One of the event’s main coordinators, Keyvan Shafiei, a third-year Ph.D student in the philosophy department, said the inclusivity and collaboration between D.C. academics and organizers both define and drive an event like this and the ideas it embodies.
“I always have struggled with this idea that if I’m an academic, I can’t be an activist; if I’m an activist, I can’t be an academic,” said Shafiei. “There are a lot of people who want to sort of boundary police that kind of line between being an academic and being an activist…As teachers and educators, we are activists.”
Some Ph.D student-workers are starting a union on campus, and Shields said they feel the pressure to do so before many of Trump’s appointees to the National Labor Relations Board take office.
Shafiei said many attendees were drawn to the event by a need to learn how to protect vulnerable peers, neighbors, or family members from harmful comments and policies by Trump administration and supporters over the next four years. Maddy Moore (SFS ’17) said that she wanted to learn from professors and activists who have experience resisting oppressive forces in a time where a lot is unknown.
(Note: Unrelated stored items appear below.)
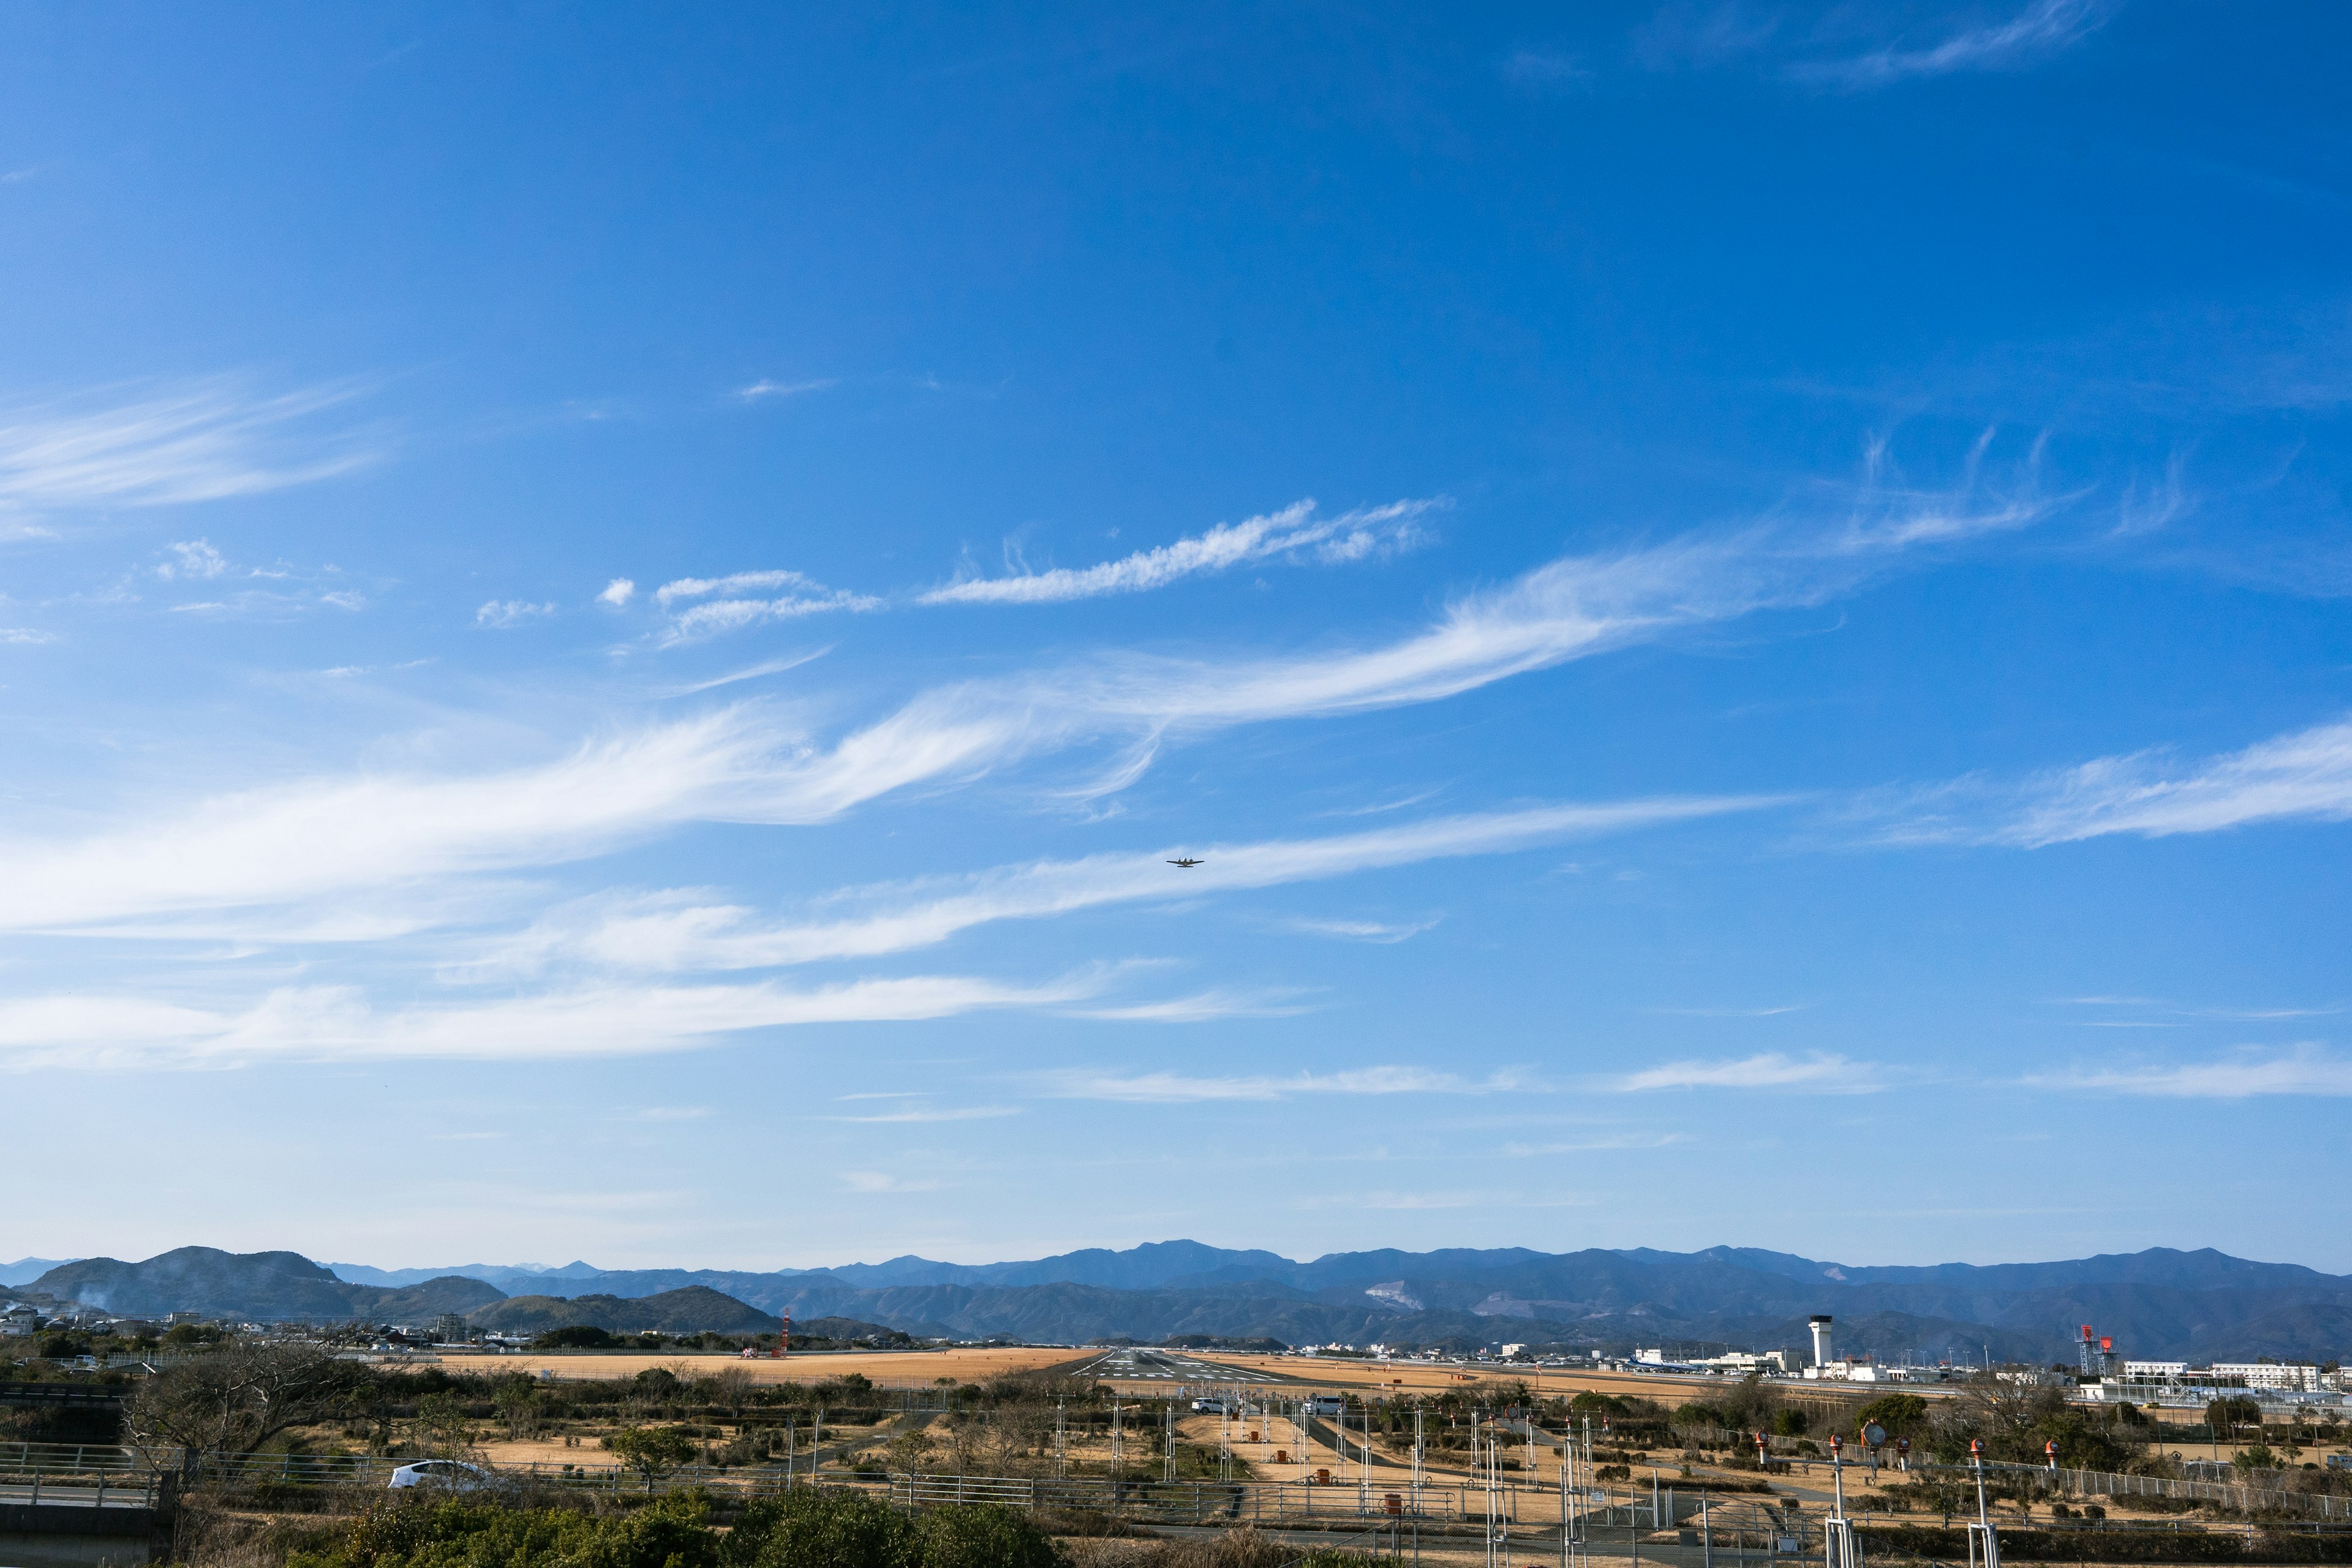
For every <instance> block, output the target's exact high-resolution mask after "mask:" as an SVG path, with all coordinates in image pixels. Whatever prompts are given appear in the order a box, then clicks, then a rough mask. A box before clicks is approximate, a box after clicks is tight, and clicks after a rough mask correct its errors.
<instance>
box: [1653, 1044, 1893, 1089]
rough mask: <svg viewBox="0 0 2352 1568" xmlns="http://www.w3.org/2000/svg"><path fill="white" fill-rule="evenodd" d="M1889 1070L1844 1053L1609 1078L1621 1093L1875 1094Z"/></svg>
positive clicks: (1724, 1063) (1750, 1057) (1777, 1052)
mask: <svg viewBox="0 0 2352 1568" xmlns="http://www.w3.org/2000/svg"><path fill="white" fill-rule="evenodd" d="M1884 1086H1886V1081H1884V1074H1882V1072H1879V1070H1877V1067H1872V1065H1870V1063H1853V1060H1846V1058H1844V1056H1820V1053H1816V1056H1804V1058H1795V1056H1780V1053H1778V1051H1769V1053H1762V1056H1743V1058H1736V1060H1712V1063H1663V1065H1658V1067H1644V1070H1642V1072H1628V1074H1623V1077H1618V1079H1611V1081H1609V1088H1613V1091H1618V1093H1644V1091H1653V1088H1813V1091H1823V1093H1872V1091H1879V1088H1884Z"/></svg>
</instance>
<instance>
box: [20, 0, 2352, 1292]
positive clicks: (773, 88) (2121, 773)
mask: <svg viewBox="0 0 2352 1568" xmlns="http://www.w3.org/2000/svg"><path fill="white" fill-rule="evenodd" d="M2347 33H2352V19H2345V16H2343V14H2338V12H2333V9H2328V7H2192V5H2159V2H2143V0H2133V2H2093V0H2032V2H2030V5H2023V2H2020V0H1997V2H1992V0H1987V2H1985V5H1950V2H1943V0H1938V2H1922V5H1832V7H1802V5H1783V7H1773V5H1703V2H1700V5H1686V2H1672V5H1665V7H1656V5H1632V7H1571V9H1557V7H1555V9H1522V12H1510V9H1491V12H1484V14H1477V16H1465V14H1458V12H1444V9H1430V7H1369V9H1367V7H1357V9H1341V7H1329V9H1308V7H1301V9H1291V12H1268V9H1263V7H1232V9H1223V7H1185V9H1181V12H1162V14H1148V12H1124V14H1101V12H1098V9H1096V7H1068V9H1044V7H997V9H983V7H955V9H936V12H931V9H889V12H875V9H868V12H861V14H858V16H847V14H842V12H837V9H816V7H802V9H797V12H783V9H776V12H757V9H750V7H746V9H739V12H736V14H717V12H701V14H691V16H689V14H656V12H647V9H621V7H546V5H527V7H503V9H475V7H466V9H454V7H452V9H433V7H376V9H372V12H365V14H360V12H320V9H268V7H242V9H207V12H179V14H174V12H155V9H148V7H120V5H118V7H108V5H75V7H61V5H47V7H40V5H35V7H21V9H19V12H14V16H12V24H9V33H7V38H0V331H5V336H0V588H5V597H0V722H5V733H7V741H9V745H7V752H5V771H0V788H5V799H7V820H5V830H0V837H5V846H0V856H5V858H0V863H5V865H7V867H9V872H7V877H5V879H0V924H5V936H0V952H5V969H0V985H5V992H0V1070H5V1072H7V1077H5V1079H0V1081H5V1093H7V1103H9V1117H7V1121H9V1157H12V1166H14V1168H19V1171H38V1173H40V1187H42V1190H45V1192H47V1194H49V1197H52V1201H40V1204H16V1206H14V1208H12V1220H9V1241H7V1244H5V1246H0V1253H9V1255H14V1253H42V1255H75V1253H96V1251H103V1253H118V1255H146V1253H151V1251H160V1248H165V1246H176V1244H188V1241H207V1244H216V1246H238V1248H261V1246H287V1248H299V1251H306V1253H310V1255H320V1258H355V1260H367V1262H376V1265H426V1262H459V1260H548V1262H560V1260H567V1258H574V1255H586V1258H590V1260H595V1262H602V1265H607V1267H621V1265H656V1262H661V1265H736V1267H779V1265H821V1262H847V1260H858V1258H866V1260H873V1258H884V1255H891V1253H903V1251H920V1253H927V1255H936V1258H960V1260H983V1258H1011V1255H1035V1253H1042V1251H1058V1248H1068V1246H1124V1244H1134V1241H1148V1239H1164V1237H1178V1234H1183V1237H1200V1239H1207V1241H1218V1244H1230V1246H1268V1248H1277V1251H1287V1253H1294V1255H1312V1253H1322V1251H1338V1248H1359V1246H1538V1248H1552V1251H1564V1248H1576V1246H1668V1248H1689V1246H1708V1244H1717V1241H1731V1244H1752V1246H1773V1248H1785V1251H1802V1253H1811V1255H1823V1258H1844V1260H1863V1262H1926V1260H1947V1258H1966V1260H2002V1258H2053V1255H2082V1253H2093V1251H2122V1248H2138V1246H2152V1244H2171V1246H2209V1244H2211V1246H2223V1248H2227V1251H2237V1253H2249V1255H2260V1258H2281V1260H2298V1262H2310V1265H2319V1267H2331V1269H2352V1241H2347V1237H2352V1227H2345V1222H2343V1220H2345V1204H2343V1197H2340V1192H2343V1190H2345V1175H2347V1173H2352V1171H2347V1154H2345V1143H2343V1119H2345V1112H2347V1098H2352V1041H2347V1030H2352V1013H2347V1011H2345V1009H2352V978H2347V971H2345V954H2347V952H2352V914H2347V900H2345V896H2343V891H2345V886H2347V872H2352V856H2347V839H2352V827H2347V818H2352V663H2347V661H2352V635H2347V630H2352V628H2347V616H2345V604H2347V597H2352V527H2347V510H2345V482H2347V475H2352V440H2347V437H2352V433H2347V418H2345V414H2347V404H2352V282H2347V275H2345V256H2347V254H2352V249H2347V240H2352V233H2347V230H2352V115H2347V110H2345V101H2343V92H2340V71H2338V66H2340V61H2343V56H2345V47H2347V42H2352V38H2347ZM1178 853H1192V856H1204V858H1207V860H1204V865H1200V867H1195V870H1190V872H1185V870H1176V867H1171V865H1167V863H1164V860H1167V858H1169V856H1178Z"/></svg>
“I’m here to learn tools and resources about how I can act, and basically show solidarity with other people and movements that are happening across the country,” Moore said.
“We were overwhelmed by the interest in the event,” said Shields. “You could feel that real sense of urgency, that people are frightened, they are scared. But they want something to do. Interestingly, I think you could feel that among attendees, but that was also true among the Ph.D students who organized yesterday. We wanted to try to do something.”
This article has been updated to reflect clarifications from Shafiei.